Beijing warns Chinese sister not to leave, blogs of future legal action if she doesn’t return

Most of the online publicity dedicated to Wang Yafan, China’s best female tennis player, had been negative since the country’s tennis official cancelled an international tournament in April to honor the 20-year-old, The Associated Press reported.

The country’s sports administration cited security concerns related to her brother’s activities as the reason. Wang was last seen Sunday when he left a restaurant near Shenzhen, in China’s southern Guangdong province.

A video on Chinese social media sites was quickly posted, accompanied by the caption: “Wang Yafan cannot return. From the police.” Wang was wearing a fur coat in the first frame of the video.

Wang’s sister, Yuyan, confirmed her sister has never been involved in alcohol abuse or bad behavior, and that no one can confirm the authenticity of the videos.

In the past, Wang has posted images on social media sites of herself at work or on a shopping trip with her sister, often with what appears to be Yuyan. Authorities, who have identified Wang as Wang Yafan by her surname, asked the family to destroy their computers and smartphones. They also threatened to charge family members who publicize Wang’s whereabouts with violating the law.

Taiwanese software developer/entrepreneur Jiang Hao, who posted the video, told the AP that he and a friend visited Wang in Shanghai one day last week and he signed a contract with a bank to receive 15 percent of the proceeds from buying and selling tickets to a World Tennis Championship tournament scheduled for April in Hangzhou, in China’s eastern Zhejiang province. The tournament was cancelled at the last minute.

Wang’s sister went to Hangzhou. Since then, neither her nor Wang has been seen.

“She spent two nights in Hangzhou and wasn’t very worried and told me that she was okay, but we are not sure whether she has returned,” Jiang told the AP.

Jiang said that he, his friend, a salesman, and a technician went to Shenzhen on Tuesday. They searched for Wang on the internet, found her hotel and her car, and waited for her at the airport. They arrived back in Shenzhen on Wednesday and Jiang called his friend to check whether she was in Hangzhou.
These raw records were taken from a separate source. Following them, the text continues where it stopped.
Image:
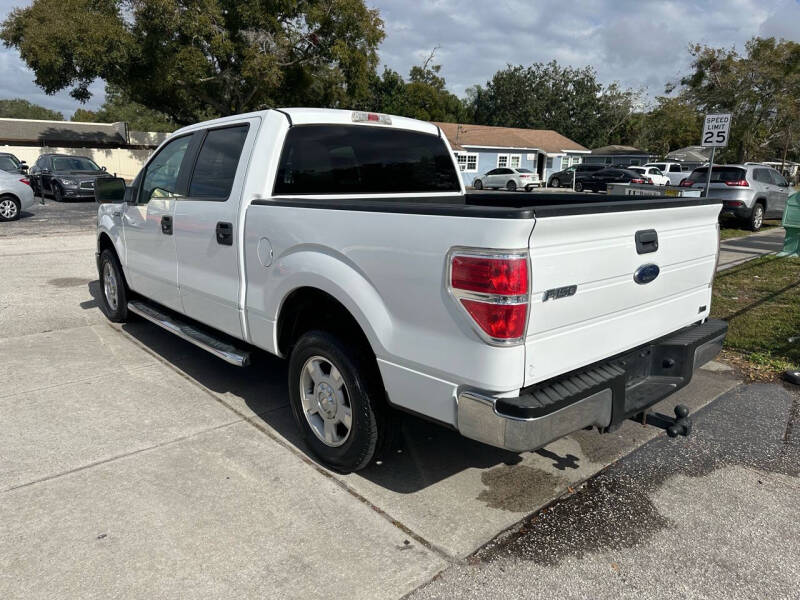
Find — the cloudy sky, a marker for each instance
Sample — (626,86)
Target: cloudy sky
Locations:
(641,43)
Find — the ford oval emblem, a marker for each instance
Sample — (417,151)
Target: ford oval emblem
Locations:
(646,273)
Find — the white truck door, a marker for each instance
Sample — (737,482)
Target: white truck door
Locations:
(148,225)
(207,226)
The friend said that, no, Wang wasn’t there.

Jiang explained that his friend was Wang’s customer representative for China National Chengdu National Stadium, and was planning to enter Wang into an international development competition hosted by her employer next week.

Jiang said he tried to get hold of Wang at her hotel room to ask whether she was fine and whether she was heading to Hangzhou, but couldn’t reach her. “She has a faint voice,” Jiang said.

Jiang said that his friend told him that she had been contacted by someone who claimed to be with the police, and warned her not to leave. Jiang didn’t say who contacted her.

Police in Shenzhen declined to comment. They’ve reached out to Jiang’s friend in the meantime, but haven’t confirmed their existence or if Wang actually exists. The pair are scheduled to go to the police station Thursday to put a brief statement before video-sharing websites that have covered the story, Jiang said.

Fox News’ Kris Tolentino and The Associated Press contributed to this report.